Nordhausen. Der Krisenstab tagt am Dienstag wiederholt im Landratsamt und spricht unter anderem über mögliche Isolierstation und Quarantäneplätze. Veranstaltungsabsagen werden derzeit nicht erwogen.

Die Zahl der bundesweit bekannt gewordenen Corona-Virusinfektionen liegt am Dienstagnachmittag bei 188, als der Pandemie-Krisenstab für den Südharz im Landratsamt zusammenkommt. „Wir können“, sagt Landrat Matthias Jendricke (SPD), „die Erkrankungswelle nicht aufhalten, nur hemmen.“

Wie der Landkreis dafür gerüstet sei? Amtsärztin Ingrid Francke tut sich schwer mit einer Antwort: „Wir haben noch nicht genügend Informationen, um haltbare Abschätzungen treffen zu können“, sagt sie. Der Leiterin des Gesundheitsamts bereitet vor allem Sorge, dass im Gegensatz zur Influenza etwa 80 Prozent der mit dem Corona-Virus Infizierten wenig oder gar keine Krankheitssymptome zeigen. Diese können unbewusst das Virus immer weiter verbreiten.

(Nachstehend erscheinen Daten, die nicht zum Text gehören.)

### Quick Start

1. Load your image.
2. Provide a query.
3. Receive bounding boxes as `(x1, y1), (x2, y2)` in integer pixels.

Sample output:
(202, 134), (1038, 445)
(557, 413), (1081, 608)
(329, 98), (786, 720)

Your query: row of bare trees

Und ein zweiter Fakt beunruhigt: Wer im Verdacht steht, infiziert zu sein, muss 14 Tage lang in häusliche Quarantäne, wird dabei vom Gesundheitsamt betreut. „Diese lange Absonderungszeit macht mir Sorge mit Blick auf die Aufrechterhaltung unseres medizinischen Versorgungssystems. Wir kommen schnell in einen Bereich, wo uns das Personal ausgeht“, meint Ingrid Francke.

Szenarien für Krankenhäuser durchgespielt

Wenn nötig, könnte die frühere Bundeswehrkaserne in Rothesütte Ort für 60 Quarantäneplätze sein, informiert der Landrat. Diskutiert worden sei auch, dass im Falle einer großen Zahl von Erkrankten die normale Krankenhaustätigkeit eingeschränkt wird, das Bleicheröder Helios-Krankenhaus gar umfunktioniert wird. Die Idee indes, ein anderes Gebäude in ein Not-Krankenhaus umzufunktionieren, sei verworfen worden – es würde für dieses schlicht das Personal fehlen. Das Südharz-Klinikum könnte im Falle des Falls die Nephrologie-Station mit ihren 28 Betten binnen weniger Stunden zur Isolierstation umwandeln.

Was die für eine Pandemie nötige Technik und medizintechnische Ausstattung angeht, hat der Landkreis einiges vorzuweisen: In 34 Fahrzeugen von Rettungs- und Sanitätsdienst sowie dem Katastrophenschutz können Patienten mit Corona-Verdacht oder -Infektion transportiert werden.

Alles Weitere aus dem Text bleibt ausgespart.